12 décembre 2017

Protein. Is it all about Timing?

Santé et nutrition

People’s interest in protein as a nutrient remains strong; it’s still a highly searched word online and with good reason: protein is an essential nutrient for optimal health. While most Canadians get enough protein to prevent a protein deficiency, most are not consuming it in a way that optimizes muscle growth, repair and maintenance.

Protein does a body good.

Protein is an essential nutrient that people of all ages need for the growth, repair and maintenance of nearly all bodily tissues such as muscles, obviously, but also for bone, teeth, skin, blood cells, and antibodies. We need about 20 different amino acids to build and maintain our body and 9 of those are called essential because the body cannot make them on its own so they must come from the diet.

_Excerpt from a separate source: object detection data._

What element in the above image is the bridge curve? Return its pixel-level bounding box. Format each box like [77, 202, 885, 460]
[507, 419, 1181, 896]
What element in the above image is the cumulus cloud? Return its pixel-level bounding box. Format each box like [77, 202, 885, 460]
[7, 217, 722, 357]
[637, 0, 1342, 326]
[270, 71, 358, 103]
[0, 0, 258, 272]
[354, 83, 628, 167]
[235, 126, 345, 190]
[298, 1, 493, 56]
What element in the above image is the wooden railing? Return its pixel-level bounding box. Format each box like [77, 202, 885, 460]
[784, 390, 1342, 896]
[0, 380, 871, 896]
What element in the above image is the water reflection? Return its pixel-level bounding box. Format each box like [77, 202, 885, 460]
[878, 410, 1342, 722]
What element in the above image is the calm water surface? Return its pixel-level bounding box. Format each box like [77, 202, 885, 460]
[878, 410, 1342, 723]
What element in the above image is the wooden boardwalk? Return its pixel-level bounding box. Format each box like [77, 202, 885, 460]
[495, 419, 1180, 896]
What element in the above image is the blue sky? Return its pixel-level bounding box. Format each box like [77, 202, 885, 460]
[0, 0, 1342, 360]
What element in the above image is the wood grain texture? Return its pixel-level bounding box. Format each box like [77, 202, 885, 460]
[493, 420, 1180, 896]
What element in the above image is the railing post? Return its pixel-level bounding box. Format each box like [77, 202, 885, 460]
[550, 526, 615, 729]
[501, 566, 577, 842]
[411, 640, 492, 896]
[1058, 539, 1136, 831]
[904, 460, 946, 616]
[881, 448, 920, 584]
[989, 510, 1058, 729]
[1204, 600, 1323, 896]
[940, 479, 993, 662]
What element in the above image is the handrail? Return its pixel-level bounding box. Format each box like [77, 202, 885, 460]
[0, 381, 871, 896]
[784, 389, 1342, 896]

Protein is also crucial for growing kids; their bodies use a lot of protein on a per body weight basis but protein also helps to keep them full throughout the day which studies show supports learning; hungry children cannot focus at school or get the nutrients their brains need for continued development.

It’s all about timing

Unlike fat and carbohydrate, we don’t have the ability to store protein beyond what is needed to maintain muscle and other tissues. Protein ideally needs to be consumed throughout the day in order to provide a steady stream of amino acids, the building blocks of protein, for muscles to be their best.

When it comes to getting enough protein, studies show that Canadians are doing well. Adults easily consume 80 to 90 grams of protein per day without much effort when they eat a variety of wholesome foods but their timing might not be the best.

Breakfast tends to be lowest in protein followed by lunch with dinner getting the lion’s share of the protein allotment. Why does this matter? Research shows that muscle ‘protein synthesis’, a.k.a. the stimulation of new muscle tissue needed for growth, repair and maintenance, needs a minimum amount of protein delivered to the muscles in order to get maximal muscle growth; skimp on protein and muscle protein synthesis drops.

The 30/30/30 rule

Studies of eating patterns indicate that many of us get about 10, maybe 15g of protein at breakfast, another 20g at lunch and 50 or so grams at dinner. While children and teens can get away with this given their pro-growth state, adults, and especially older adults cannot. They need to consistently get a decent amount of protein at each meal to help stimulate muscle growth and slow down muscle loss; the magic number is about 25 to 30g of protein per meal to do this.

The 30/30/30 rule is about getting 30g of protein (including good quality sources) at each meal, especially breakfast. Why? Because 12 or so hours have likely past since dinner, we all wake up in a negative protein balance; muscle loss that occurs while we sleep. Since we don’t eat overnight, we don’t have the usual supply of amino acids from our diet so we’ve borrowed some from our muscles and we need to replenish that.

One of the easiest ways to boost your breakfast protein intake is with eggs ; they have traditionally been a breakfast staple and today, it’s easier than ever before to get more egg nutrition. There are lots of great egg-based products on the market that help to remove the greatest barrier we all face when it comes to eating healthfully – a lack of time .


Starting around the age of 40, we start to lose muscle. This is referred to as sarcopenia , also known as age-related muscle loss; the insidious degenerative loss of muscle mass that occurs as we age. This loss increases more so after age 50 (0.5 to 1% per year after the age of 50) and along with it, a loss of muscle quality and strength. Because it happens so slowly, it goes largely unnoticed until later on in life. Sarcopenia is the underlying cause of frailty and loss of independence in the elderly.

The solution?

You guessed it, but not only protein, protein coupled with some kind of resistance exercise/activity. Muscles need to be stimulated, or ‘told’ to take up the amino acids from the foods we eat and nothing does that better than good old-fashioned activity. As the saying goes, use it or lose it. Regardless of age, exercise can increase muscle protein synthesis by up to 50% but you have to go beyond your comfort level and push yourself if you really want to hang onto muscle – safely of course, getting injured is not cool.

Getting more protein in your diet

Protein-rich foods include meats, fish, poultry, cheeses, milk, eggs, nuts, seeds, and pulses (chickpeas, lentils, dried peas & beans), as well as, protein powders like whey, soy (I prefer fermented soy versions), pea, and hemp protein. Whole grains and pseudo grains like quinoa, amaranth and buckwheat also lend to the protein bottom line.